I was a bit overwhelmed by the similarities in our stories.  We left everything we knew to obey God.  We set off on our crazy journey in the fall too (note: leaving for Costa Rica in the fall is a good idea.  Ticket prices are a lot cheaper.)  We felt that weird moment somewhere over the ocean, when we realized we didn’t have a house, a car, a phone, or anything more than the suitcases in the belly of the airplane.  We’ve gotten sick this year, a lot.  We had little understanding of the culture (note: asking impatiently for a calendar with important dates for the next year doesn’t go over well.) We have stumbled over the language more times than we can count (note: año and ano are very, very different).  We haven’t died, but some days it feels like parts of us have. 

And then spring came.  And with it a group of people who are nationals, some who speak English and some have even spent extend time in the United States, but more importantly, they know Jesus.  They have shown us so much grace, teaching where to shop (note: try the crazy alien fruits at the market), what to say, how to say it, how to pass the annual car inspection.  And we have survived.  We are still learning how to get along and work side by side with our new friends.  But we are growing, and building friendships and living, and learning to thrive.

So yesterday we shared a very traditional Thanksgiving meal with our new friends.  To thank God for what He had done to get us through this last year and to thank the men and women who have let us into their lives and shown us how to navigate this new land.

1 comment:

  1. Liz! I've started a comment on this post THREE times now and never have time to finish and then keep accidentally deleting it. So sorry! I really love your insights and comparisons here. What a great parallel. It really adds a whole different element to Thanksgiving to me to imagine and in some limited ways to relate to what they went through (though praise God that half of my family did not die during our first year! =) ).

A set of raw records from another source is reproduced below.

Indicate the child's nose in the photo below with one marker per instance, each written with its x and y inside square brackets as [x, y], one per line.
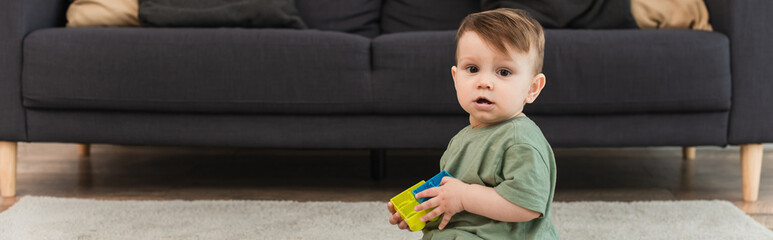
[484, 82]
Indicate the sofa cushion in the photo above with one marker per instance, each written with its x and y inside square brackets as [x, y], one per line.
[422, 15]
[588, 72]
[351, 16]
[220, 13]
[197, 70]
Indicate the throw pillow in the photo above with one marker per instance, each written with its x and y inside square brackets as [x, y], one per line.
[220, 13]
[596, 14]
[102, 13]
[688, 14]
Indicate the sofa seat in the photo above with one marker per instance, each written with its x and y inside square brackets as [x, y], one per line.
[588, 72]
[197, 70]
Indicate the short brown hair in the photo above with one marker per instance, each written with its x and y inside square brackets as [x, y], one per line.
[506, 27]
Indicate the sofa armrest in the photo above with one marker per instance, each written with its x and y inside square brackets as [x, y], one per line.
[17, 19]
[749, 26]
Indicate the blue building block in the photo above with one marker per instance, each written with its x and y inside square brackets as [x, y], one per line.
[432, 182]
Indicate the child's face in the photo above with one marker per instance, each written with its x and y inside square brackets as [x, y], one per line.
[492, 86]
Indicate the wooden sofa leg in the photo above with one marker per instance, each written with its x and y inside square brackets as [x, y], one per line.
[688, 153]
[751, 165]
[84, 149]
[7, 169]
[377, 164]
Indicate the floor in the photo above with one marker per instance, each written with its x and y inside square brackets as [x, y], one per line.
[150, 172]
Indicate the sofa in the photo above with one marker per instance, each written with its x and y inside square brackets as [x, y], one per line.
[374, 74]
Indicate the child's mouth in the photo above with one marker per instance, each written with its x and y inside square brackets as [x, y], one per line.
[482, 100]
[483, 104]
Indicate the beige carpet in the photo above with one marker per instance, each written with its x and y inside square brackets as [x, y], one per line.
[60, 218]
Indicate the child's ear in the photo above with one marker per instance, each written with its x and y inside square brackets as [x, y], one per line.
[535, 88]
[453, 73]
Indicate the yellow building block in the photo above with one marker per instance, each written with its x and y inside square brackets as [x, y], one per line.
[404, 204]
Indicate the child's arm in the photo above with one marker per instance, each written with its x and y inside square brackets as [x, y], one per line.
[454, 196]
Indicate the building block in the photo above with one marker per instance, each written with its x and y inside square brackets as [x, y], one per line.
[404, 204]
[406, 201]
[432, 182]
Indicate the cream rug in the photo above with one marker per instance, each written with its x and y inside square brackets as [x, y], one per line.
[61, 218]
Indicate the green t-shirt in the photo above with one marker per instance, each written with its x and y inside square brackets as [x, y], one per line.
[514, 158]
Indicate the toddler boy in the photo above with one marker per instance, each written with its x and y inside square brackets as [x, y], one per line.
[504, 168]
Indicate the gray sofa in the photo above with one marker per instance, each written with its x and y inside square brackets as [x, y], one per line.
[373, 74]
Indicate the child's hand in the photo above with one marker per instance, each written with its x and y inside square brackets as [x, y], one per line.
[446, 199]
[395, 219]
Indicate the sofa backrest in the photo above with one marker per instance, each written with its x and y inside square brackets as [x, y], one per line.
[423, 15]
[371, 18]
[350, 16]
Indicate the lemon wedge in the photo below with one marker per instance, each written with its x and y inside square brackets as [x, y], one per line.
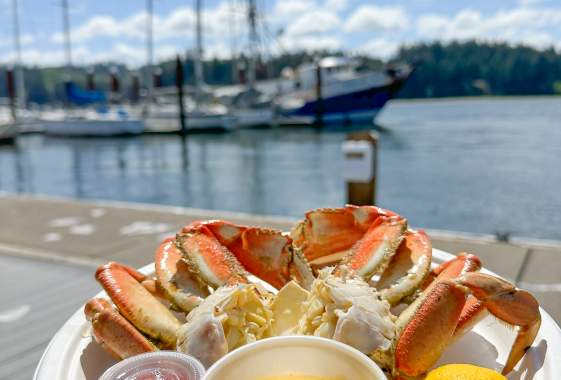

    Remembering that you're just barely out of your first year makes me want to come and give you a huge hug and throw a celebration with you!! You've overcome one of the greatest challenges of life overseas, in my opinion. There isn't anything quite the same as landing in a foreign world as a mom and having to navigate life, caring for your family, ministry, language, education, safety, and so much else... My first year was SO hard. I cried a lot and was sure at times that it would be my first and LAST year as an overseas missionary. Anyway, all that to say, congratulations on persevering through what will likely be one of your very most intense years overseas. You're a hero! Praise God for how He has carried you and each of us through the first year!